You’ve said that you weren’t consulted while the law was being drafted.

There’s stuff that we could have proposed that might have actually been helpful in creating a safer society.

It’s absurd that this government is trying to enact legislation without consulting industry.

We have families, we have children, we want safety. Nobody is more interested in safety than us. They continue to have this mentality that the gun industry is evil.

[At the Canadian Sporting Arms and Ammunition Association,] Every person on that board of directors has young children. We want things to be safe. We are the same as every Canadian, we just happen to have the knowledge of what makes sense and what doesn’t.

 

How about the expanded background checks that will focus more on mental health and cover someone’s entire life?

At first glance, most people might say it’s not a big deal.

[At the government’s Summit on Gun and Gang Violence two weeks ago, we heard that] The Canadian Mental Health Association people are very upset that the government is going to be cracking down on people with mental-health issues. Once it becomes public that you went to a doctor to be treated for a mental-health issue, if they take their guns away, do you think anyone is going to go to their doctor and say, “Hey, help me, I’m struggling here.”?

Mental-health people at the conference were saying, “You can’t do this.”

Now that you have a lifetime to go back on someone, say a guy got into a fistfight when he was 19. He learned his lesson, and he’s a good citizen. Now he’s in his mid-40s and he’s being treated for depression. Is that grounds for pulling his licence while he’s being investigated?

[In some cases] They do pull the guns during the investigation.

Now all of a sudden you have what could be a fairly normal citizen that got trapped into something he shouldn’t be in. He may not be a public-safety concern.

Even if this is not the intent of the law, it may make gun owners afraid to talk to their doctors about mental-health issues.

If you’ve got someone who needs treatment who is sitting scared at home because they’re afraid to lose their guns, that’s counter-productive.

Why is the government picking on people with mental-health issues?

We’re supposed to be reducing stigma. Look at the #BellLetsTalk campaign. Now we risk having a big red light that says, “If you have a problem, stay at home, don’t seek help.”

 

Any thoughts on what was said today about firearms marking?

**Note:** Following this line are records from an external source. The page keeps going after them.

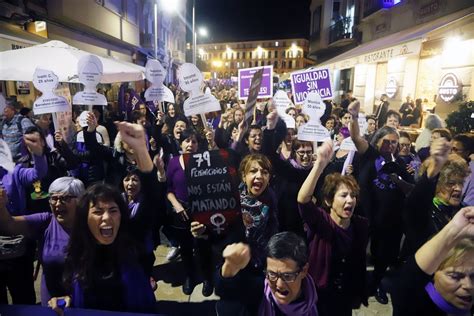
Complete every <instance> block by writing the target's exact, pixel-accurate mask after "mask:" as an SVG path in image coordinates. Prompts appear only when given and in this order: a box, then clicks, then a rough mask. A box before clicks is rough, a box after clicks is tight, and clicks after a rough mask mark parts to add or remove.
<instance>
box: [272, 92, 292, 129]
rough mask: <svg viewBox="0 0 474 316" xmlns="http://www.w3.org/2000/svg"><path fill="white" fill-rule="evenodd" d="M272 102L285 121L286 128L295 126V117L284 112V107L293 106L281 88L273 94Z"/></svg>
mask: <svg viewBox="0 0 474 316" xmlns="http://www.w3.org/2000/svg"><path fill="white" fill-rule="evenodd" d="M273 103H274V104H275V107H276V110H277V113H278V116H280V117H281V119H282V120H283V121H285V123H286V128H295V126H296V123H295V119H294V118H293V117H292V116H291V115H288V114H287V113H286V109H288V108H289V107H292V106H293V103H291V100H290V98H288V94H286V92H285V91H283V90H278V91H277V92H276V93H275V95H274V96H273Z"/></svg>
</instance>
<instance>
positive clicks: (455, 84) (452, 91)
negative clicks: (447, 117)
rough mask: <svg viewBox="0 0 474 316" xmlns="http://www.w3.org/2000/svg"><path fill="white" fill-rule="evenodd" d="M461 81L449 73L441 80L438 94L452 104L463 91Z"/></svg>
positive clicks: (442, 98)
mask: <svg viewBox="0 0 474 316" xmlns="http://www.w3.org/2000/svg"><path fill="white" fill-rule="evenodd" d="M461 88H462V84H461V81H460V80H459V79H458V77H456V75H455V74H453V73H447V74H445V75H444V76H443V77H442V78H441V82H440V84H439V87H438V94H439V97H440V98H441V100H443V101H444V102H451V101H452V100H453V99H454V97H455V96H456V95H457V94H458V93H459V92H460V91H461Z"/></svg>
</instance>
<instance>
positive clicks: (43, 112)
mask: <svg viewBox="0 0 474 316" xmlns="http://www.w3.org/2000/svg"><path fill="white" fill-rule="evenodd" d="M33 84H34V86H35V88H36V89H38V90H39V91H41V92H42V93H43V94H42V95H41V96H40V97H39V98H38V99H36V101H35V103H34V104H33V113H34V114H35V115H39V114H46V113H55V112H67V111H70V105H69V103H68V102H67V99H66V98H64V97H60V96H57V95H56V94H55V91H54V90H55V89H56V87H57V86H58V76H56V75H55V74H54V73H53V72H52V71H49V70H45V69H40V68H36V70H35V73H34V74H33Z"/></svg>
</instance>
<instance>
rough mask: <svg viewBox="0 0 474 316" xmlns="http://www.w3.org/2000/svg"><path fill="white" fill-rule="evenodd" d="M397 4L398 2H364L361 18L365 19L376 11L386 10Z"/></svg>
mask: <svg viewBox="0 0 474 316" xmlns="http://www.w3.org/2000/svg"><path fill="white" fill-rule="evenodd" d="M399 2H400V0H364V13H363V18H364V19H365V18H367V17H368V16H369V15H372V14H374V13H375V12H377V11H380V10H387V9H389V8H391V7H393V6H394V5H395V4H397V3H399Z"/></svg>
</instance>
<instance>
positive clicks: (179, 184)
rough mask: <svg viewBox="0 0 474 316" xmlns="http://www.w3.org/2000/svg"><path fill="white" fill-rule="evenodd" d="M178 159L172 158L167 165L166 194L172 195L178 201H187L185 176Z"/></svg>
mask: <svg viewBox="0 0 474 316" xmlns="http://www.w3.org/2000/svg"><path fill="white" fill-rule="evenodd" d="M179 157H180V156H176V157H173V158H172V159H171V160H170V162H169V163H168V170H167V171H166V179H168V192H172V193H174V195H176V198H177V199H178V200H180V201H184V202H187V201H188V191H187V186H186V175H185V174H184V169H183V168H182V167H181V164H180V163H179Z"/></svg>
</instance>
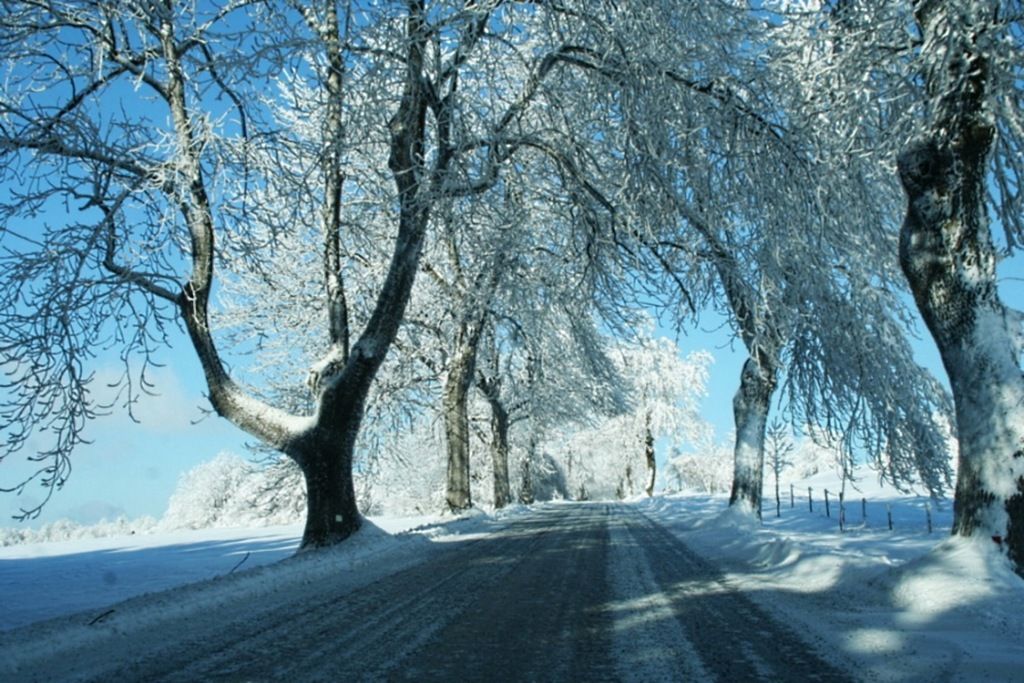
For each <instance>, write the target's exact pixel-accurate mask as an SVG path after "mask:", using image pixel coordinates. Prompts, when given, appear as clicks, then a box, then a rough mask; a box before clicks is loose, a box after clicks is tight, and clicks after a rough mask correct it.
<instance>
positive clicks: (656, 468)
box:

There’s a statement in one of the documents that says there will be criminal provisions for anyone who violates any marking regulations. We’re trying to figure out where that statement comes from and what the intent of that is. We’re getting advice from legal counsel.

Q&A With RCMP

Why does the RCMP reclassify firearms?

The Minister of Public Safety and Emergency Preparedness is responsible for firearms-related policy and the Firearms Act which includes requirements related to possession, sale, transfer, storage, display and movement of firearms.  The Minister of Justice is responsible for the Criminal Code, which includes firearms-related offences, penalties and criteria defining the classification of firearms.

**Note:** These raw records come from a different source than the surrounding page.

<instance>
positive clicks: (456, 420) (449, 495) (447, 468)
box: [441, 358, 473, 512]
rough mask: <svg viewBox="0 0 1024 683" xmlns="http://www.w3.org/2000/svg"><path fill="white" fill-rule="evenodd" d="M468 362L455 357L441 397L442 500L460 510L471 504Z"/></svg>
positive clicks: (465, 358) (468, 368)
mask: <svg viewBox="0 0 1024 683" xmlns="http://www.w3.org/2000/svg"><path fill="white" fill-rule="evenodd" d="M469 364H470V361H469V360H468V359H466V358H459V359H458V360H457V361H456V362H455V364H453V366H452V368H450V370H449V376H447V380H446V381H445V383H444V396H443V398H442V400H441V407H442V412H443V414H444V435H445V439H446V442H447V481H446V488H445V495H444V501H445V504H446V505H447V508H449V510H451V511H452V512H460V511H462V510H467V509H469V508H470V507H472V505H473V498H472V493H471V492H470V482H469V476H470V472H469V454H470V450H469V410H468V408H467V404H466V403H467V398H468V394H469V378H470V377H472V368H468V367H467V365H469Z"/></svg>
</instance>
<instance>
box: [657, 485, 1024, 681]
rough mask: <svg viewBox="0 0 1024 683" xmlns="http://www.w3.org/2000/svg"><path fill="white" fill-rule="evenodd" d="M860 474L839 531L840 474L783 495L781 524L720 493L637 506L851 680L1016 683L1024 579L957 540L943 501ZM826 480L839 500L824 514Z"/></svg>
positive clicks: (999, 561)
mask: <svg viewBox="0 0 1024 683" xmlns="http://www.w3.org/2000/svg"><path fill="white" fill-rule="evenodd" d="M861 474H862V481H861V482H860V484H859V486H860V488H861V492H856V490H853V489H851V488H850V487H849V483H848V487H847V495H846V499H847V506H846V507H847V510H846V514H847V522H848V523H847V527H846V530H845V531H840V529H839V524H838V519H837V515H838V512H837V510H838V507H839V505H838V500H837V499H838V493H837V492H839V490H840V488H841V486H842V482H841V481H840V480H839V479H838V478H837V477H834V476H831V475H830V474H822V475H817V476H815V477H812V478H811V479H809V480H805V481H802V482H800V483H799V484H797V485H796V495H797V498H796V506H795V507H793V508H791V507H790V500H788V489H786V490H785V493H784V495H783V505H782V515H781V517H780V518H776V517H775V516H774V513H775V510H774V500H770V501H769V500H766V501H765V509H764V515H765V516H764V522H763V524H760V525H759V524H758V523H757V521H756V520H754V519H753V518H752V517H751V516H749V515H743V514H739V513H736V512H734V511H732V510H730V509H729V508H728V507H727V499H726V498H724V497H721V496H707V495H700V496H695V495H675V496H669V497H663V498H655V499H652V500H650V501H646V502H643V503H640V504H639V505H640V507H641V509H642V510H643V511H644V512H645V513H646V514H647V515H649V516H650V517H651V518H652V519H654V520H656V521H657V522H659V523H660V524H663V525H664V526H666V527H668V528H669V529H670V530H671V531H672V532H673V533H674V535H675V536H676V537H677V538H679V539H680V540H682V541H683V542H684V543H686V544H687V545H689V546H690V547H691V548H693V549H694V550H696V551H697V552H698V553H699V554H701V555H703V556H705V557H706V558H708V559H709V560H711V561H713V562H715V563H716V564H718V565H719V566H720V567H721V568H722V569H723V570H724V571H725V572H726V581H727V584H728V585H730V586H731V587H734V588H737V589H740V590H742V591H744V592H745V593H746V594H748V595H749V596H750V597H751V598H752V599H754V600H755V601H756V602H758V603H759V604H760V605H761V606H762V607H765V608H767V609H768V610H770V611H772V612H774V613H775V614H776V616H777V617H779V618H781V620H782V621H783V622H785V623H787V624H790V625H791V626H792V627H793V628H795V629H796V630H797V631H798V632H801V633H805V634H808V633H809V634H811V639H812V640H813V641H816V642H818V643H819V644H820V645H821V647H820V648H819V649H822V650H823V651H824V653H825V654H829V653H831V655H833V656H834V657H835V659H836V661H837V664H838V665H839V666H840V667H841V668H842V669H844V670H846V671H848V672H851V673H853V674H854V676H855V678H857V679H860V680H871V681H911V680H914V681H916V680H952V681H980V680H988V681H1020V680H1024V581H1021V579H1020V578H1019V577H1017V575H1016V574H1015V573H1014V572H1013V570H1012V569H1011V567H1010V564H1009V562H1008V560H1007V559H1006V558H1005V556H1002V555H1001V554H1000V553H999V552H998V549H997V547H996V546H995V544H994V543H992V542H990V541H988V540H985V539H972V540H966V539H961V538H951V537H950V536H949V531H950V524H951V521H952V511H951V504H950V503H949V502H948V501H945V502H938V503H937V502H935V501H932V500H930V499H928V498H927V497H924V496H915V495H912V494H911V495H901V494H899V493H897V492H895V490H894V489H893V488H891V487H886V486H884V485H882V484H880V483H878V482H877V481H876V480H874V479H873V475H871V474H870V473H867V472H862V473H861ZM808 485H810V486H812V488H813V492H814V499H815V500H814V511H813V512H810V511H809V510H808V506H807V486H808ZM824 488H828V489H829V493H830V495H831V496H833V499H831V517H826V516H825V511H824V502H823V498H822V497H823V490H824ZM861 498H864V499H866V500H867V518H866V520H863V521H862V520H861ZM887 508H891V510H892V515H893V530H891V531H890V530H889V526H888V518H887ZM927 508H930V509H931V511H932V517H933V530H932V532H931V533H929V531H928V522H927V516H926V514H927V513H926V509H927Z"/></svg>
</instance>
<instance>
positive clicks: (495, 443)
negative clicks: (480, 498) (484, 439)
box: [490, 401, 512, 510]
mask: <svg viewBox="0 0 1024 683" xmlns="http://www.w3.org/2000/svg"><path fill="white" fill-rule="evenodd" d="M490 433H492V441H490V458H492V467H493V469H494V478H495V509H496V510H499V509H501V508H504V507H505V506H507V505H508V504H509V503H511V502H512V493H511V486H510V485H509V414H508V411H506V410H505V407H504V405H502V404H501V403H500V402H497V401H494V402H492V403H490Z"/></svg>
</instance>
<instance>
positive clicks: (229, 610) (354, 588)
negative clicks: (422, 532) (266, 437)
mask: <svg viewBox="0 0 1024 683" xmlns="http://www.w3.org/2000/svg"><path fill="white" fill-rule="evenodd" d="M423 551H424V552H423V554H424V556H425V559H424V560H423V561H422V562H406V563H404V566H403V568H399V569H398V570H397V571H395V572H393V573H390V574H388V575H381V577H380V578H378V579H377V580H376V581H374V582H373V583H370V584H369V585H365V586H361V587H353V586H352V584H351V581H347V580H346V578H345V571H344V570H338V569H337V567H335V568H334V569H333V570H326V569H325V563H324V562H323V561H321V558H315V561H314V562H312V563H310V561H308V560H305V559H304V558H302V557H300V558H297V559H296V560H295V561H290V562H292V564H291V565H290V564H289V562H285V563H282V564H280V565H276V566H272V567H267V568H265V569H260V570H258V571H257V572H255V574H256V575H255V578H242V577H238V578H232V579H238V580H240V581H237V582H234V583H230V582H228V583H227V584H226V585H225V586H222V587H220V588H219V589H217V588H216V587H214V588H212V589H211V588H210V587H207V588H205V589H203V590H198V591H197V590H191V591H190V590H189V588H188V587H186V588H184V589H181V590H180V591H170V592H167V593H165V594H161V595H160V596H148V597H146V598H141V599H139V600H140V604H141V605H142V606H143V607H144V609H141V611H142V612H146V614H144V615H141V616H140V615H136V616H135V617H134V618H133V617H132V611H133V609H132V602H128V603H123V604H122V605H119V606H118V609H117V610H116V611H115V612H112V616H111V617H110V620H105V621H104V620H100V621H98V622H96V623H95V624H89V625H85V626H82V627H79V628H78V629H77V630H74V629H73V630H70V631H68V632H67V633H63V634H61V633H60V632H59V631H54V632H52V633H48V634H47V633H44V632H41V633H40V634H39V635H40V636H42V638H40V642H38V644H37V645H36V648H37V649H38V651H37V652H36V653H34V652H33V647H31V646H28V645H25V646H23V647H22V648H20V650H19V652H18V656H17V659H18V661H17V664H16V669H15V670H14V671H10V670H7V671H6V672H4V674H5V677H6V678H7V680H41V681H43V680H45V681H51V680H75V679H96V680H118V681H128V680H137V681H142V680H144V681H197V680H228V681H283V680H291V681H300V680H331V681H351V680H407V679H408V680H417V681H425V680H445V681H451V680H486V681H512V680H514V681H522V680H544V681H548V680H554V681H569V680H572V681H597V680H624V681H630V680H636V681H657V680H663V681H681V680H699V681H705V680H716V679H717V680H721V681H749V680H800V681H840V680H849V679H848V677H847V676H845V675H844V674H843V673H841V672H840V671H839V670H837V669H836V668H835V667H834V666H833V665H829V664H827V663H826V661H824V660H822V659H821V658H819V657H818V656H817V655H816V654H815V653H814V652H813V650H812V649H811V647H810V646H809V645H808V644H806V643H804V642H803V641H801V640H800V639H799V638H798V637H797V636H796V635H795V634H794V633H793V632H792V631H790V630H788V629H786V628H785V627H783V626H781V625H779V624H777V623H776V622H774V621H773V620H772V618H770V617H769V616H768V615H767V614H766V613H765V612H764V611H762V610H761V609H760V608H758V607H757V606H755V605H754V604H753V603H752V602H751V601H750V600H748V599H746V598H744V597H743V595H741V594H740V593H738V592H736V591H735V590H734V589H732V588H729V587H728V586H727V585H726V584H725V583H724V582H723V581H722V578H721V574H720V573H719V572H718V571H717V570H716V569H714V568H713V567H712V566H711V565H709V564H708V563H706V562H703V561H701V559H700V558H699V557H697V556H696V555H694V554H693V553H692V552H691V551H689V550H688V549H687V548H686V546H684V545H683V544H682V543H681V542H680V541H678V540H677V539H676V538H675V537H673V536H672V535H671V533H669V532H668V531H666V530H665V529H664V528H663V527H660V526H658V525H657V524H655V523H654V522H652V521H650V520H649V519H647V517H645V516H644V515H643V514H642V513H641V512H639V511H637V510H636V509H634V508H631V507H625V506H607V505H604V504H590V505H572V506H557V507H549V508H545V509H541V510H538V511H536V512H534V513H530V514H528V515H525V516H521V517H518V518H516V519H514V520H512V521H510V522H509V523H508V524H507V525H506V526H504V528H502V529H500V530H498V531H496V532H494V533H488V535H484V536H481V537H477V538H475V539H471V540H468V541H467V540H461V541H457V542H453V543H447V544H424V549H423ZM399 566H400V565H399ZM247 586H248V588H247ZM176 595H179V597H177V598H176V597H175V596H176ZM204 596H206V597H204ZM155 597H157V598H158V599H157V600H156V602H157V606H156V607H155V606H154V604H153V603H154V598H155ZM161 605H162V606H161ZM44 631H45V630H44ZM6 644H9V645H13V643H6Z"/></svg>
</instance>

The Royal Canadian Mounted Police Canadian Firearms Program is responsible for the technical determination of the classification of firearms in accordance with the Criminal Code. Firearms in Canada are classified pursuant to definition set out in the Criminal Code. Technical experts within the RCMP apply the definition to determine the firearm’s classification.  The RCMP will only make changes to the classification of a firearm in the event that the manufacturing process changes, or new information, brought to the attention of the RCMP, reveals that the firearm meets the definition of a different classification under the Criminal Code.

How do you respond to people who legally owned firearms, and then were faced with a reclassification that prevented them from enjoying the firearm and that cut its market value?

This question should be redirected to Public Safety Canada.

Do you have plans to reclassify any firearms at the moment?

The RCMP will only make changes to the classification of a firearm in the event that the manufacturing process changes, or new information, brought to the attention of the RCMP, reveals that the firearm meets the definition of a different classification under the Criminal Code.